We see no merit to the defendant's remaining arguments. It
was appropriate for the hearing examiner to give only moderate
weight to risk-mitigating factor 32 (sex offender treatment)
because, as she found, Doe is "relatively new to treatment."
Factor 32 expressly provides for varying degrees of weight based
on how far the offender has progressed in treatment. 803 Code
Mass. Regs. § 1.33(32) (2016). And to the extent Doe claims
that the hearing examiner misapplied factor 28 (supervision by
probation or parole), her decision to give this factor minimal
weight is supported by the language of the regulation, which
states, "Factor 28 may be given less weight if there is a
7 history of probation violations." 803 Code Mass.
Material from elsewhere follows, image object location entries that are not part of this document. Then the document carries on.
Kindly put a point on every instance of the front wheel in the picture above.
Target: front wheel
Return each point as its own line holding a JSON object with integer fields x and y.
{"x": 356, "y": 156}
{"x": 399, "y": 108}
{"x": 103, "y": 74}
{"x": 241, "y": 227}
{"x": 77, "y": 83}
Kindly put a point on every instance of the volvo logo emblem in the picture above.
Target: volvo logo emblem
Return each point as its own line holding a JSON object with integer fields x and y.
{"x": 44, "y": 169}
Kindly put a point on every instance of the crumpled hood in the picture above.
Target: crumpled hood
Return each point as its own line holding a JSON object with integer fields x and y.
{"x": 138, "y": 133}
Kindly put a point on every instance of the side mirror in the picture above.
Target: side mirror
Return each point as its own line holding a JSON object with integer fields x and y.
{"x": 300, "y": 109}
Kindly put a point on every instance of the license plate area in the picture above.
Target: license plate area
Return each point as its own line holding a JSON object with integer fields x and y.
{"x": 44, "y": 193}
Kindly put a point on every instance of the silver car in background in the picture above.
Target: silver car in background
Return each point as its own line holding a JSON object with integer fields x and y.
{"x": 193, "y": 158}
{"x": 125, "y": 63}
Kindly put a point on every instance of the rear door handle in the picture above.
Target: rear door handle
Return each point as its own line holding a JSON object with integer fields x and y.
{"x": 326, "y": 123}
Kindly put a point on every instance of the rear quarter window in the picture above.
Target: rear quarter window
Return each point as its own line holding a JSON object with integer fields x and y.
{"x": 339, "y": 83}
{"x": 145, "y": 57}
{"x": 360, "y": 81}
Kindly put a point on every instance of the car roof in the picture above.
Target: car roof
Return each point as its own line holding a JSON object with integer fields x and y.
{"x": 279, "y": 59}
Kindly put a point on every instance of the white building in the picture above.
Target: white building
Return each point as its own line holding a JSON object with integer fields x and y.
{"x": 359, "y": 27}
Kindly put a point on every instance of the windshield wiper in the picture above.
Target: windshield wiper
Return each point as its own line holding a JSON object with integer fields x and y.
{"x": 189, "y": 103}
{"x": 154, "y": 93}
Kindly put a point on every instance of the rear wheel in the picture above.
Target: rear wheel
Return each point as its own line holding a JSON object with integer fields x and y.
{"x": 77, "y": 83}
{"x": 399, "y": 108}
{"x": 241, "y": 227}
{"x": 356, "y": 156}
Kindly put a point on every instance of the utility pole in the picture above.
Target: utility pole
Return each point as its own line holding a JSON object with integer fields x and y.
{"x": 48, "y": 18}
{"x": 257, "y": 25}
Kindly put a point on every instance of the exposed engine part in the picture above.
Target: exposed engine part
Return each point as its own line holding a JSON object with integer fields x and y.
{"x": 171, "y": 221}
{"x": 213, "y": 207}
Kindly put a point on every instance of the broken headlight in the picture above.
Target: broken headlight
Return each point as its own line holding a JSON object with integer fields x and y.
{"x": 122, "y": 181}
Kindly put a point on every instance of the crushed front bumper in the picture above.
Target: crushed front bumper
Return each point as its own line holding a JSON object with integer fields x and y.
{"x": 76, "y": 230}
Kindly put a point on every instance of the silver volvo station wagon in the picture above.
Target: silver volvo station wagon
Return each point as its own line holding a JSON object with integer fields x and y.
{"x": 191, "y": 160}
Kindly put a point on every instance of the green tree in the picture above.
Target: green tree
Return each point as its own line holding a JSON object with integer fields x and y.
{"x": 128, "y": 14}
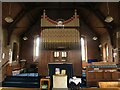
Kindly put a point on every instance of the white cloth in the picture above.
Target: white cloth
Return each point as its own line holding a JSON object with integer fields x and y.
{"x": 75, "y": 80}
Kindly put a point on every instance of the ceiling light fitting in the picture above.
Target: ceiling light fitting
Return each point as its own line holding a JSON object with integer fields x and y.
{"x": 95, "y": 38}
{"x": 109, "y": 18}
{"x": 9, "y": 19}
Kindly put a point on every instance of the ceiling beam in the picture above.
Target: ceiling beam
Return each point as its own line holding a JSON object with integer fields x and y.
{"x": 109, "y": 26}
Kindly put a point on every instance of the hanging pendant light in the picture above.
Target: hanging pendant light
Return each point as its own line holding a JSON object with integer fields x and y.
{"x": 109, "y": 18}
{"x": 9, "y": 19}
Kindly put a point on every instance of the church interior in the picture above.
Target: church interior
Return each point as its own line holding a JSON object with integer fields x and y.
{"x": 60, "y": 45}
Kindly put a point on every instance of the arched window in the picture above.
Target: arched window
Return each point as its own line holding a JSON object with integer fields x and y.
{"x": 36, "y": 48}
{"x": 83, "y": 48}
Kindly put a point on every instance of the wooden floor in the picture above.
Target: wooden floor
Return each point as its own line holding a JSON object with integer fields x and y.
{"x": 12, "y": 88}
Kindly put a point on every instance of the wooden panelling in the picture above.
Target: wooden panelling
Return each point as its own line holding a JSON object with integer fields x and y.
{"x": 47, "y": 57}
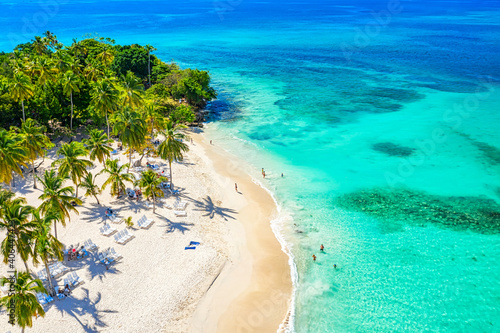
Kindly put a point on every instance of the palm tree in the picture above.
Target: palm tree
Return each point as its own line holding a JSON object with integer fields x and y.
{"x": 131, "y": 128}
{"x": 93, "y": 72}
{"x": 149, "y": 48}
{"x": 45, "y": 245}
{"x": 98, "y": 144}
{"x": 150, "y": 183}
{"x": 16, "y": 219}
{"x": 40, "y": 45}
{"x": 92, "y": 188}
{"x": 34, "y": 140}
{"x": 106, "y": 57}
{"x": 105, "y": 98}
{"x": 24, "y": 298}
{"x": 172, "y": 148}
{"x": 71, "y": 165}
{"x": 132, "y": 90}
{"x": 117, "y": 177}
{"x": 21, "y": 89}
{"x": 153, "y": 118}
{"x": 45, "y": 71}
{"x": 70, "y": 84}
{"x": 57, "y": 199}
{"x": 12, "y": 156}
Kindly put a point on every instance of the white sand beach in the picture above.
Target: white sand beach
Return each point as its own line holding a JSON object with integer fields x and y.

Regs.
§ 1.33(28) (2016).
2. Motion for expert funds. Doe argues that the hearing
examiner should have allowed his motion for funds so that he
could retain an expert to evaluate his "risk of reoffending and
dangerousness given his diagnosis and treatment for depression."
But he did not argue this in his motion, which sought an expert
to evaluate how Doe's "immaturity" affected his risk of
reoffense and dangerousness. It was not an abuse of discretion
for the hearing examiner to fail to act sua sponte and grant
funds on a ground that was not raised in the motion. See Doe,
Sex Offender Registry Bd. No. 58574 v. Sex Offender Registry
Bd., 98 Mass. App. Ct. 307, 310 (2020) (denial of motion for
expert funds reviewed for abuse of discretion). Doe has
therefore waived the argument. See Doe, Sex Offender Registry
Bd. No. 203108 v. Sex Offender Registry Bd., 87 Mass. App. Ct.
313, 320 (2015).
Judgment affirmed.
By the Court (Sacks, Shin & Hershfang, JJ.1),
Clerk
Entered: December 31, 2024.
1 The panelists are listed in order of seniority.